6-What motivates you to do what you do every day? And what are the struggles you face in your field?
Well, at this point I would like to say that I am grateful for what I’m blessed with, Alhamdulillah. My friends motivate me every day; they push me to be who I am right now. Especially my colleagues who seek more knowledge, makes me want to grow as an artist as well.
My view? New trends, let’s try that. New techniques, let’s do that – and that’s inspiring! For me, struggles determine me to achieve more. I have never been a person to take the easy road; instead I prefer the rough paths because that makes every achievement worthwhile. I have faced lots of criticism and have come across people who still think that this industry is for women only. I understand that women know how other women want their hair or make-up done; but internationally men are also dominant in this industry so clearly this is not a gender-specific field.
7-Being a make-up artist is a tough and demanding job and you have to deal with different kinds of people. What is the one thing you don’t want your clients to ask you? Or what is the common misconception that most clients have about a make-up artist?
The clients I have had so far always shared mutual ideas which is a reason for why I have never come across any situation where my clients have been dissatisfied with the service I have provided.

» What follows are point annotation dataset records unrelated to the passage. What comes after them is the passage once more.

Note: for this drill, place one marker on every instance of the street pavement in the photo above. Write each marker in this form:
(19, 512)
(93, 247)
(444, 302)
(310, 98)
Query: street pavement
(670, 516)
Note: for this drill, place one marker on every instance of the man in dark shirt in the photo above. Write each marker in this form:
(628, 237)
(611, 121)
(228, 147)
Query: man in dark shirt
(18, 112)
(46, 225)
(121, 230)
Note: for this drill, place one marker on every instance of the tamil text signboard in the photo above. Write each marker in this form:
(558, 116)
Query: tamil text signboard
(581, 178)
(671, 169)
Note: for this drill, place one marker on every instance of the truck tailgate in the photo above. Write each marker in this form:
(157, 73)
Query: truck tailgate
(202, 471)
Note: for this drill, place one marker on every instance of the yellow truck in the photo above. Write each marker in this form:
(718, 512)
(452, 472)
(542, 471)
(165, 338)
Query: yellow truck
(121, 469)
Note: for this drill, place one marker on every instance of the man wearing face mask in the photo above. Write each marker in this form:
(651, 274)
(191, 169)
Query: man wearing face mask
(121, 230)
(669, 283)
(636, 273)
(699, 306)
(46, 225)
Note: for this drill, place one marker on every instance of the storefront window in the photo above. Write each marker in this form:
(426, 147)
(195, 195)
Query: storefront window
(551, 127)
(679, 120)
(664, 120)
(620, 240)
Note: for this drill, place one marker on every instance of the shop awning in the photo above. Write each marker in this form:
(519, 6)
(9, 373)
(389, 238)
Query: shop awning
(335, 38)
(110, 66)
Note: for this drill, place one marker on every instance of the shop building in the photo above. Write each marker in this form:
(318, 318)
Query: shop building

At least, no occurrence that I know of yet. Well, the one common misconception I have heard is – “Can a man actually pull this off?” or “Can he do this well?” I think these would be it.
8-Your work has been featured on different platforms. Is there any work that you are proud of so far?
Yes. Each and every happy and satisfied customer is a work I have done well and that is what I am proud of. My main motive has always been to send off a customer who is happy with my work and glad to have chosen me.
9- Would you say you have a certain style? Or is there a certain direction you want to go to when it comes to make-up artistry?
I do have a certain style as I had mentioned before. But I hope to do more of high end make-ups and hair styles for conceptual fashion shows.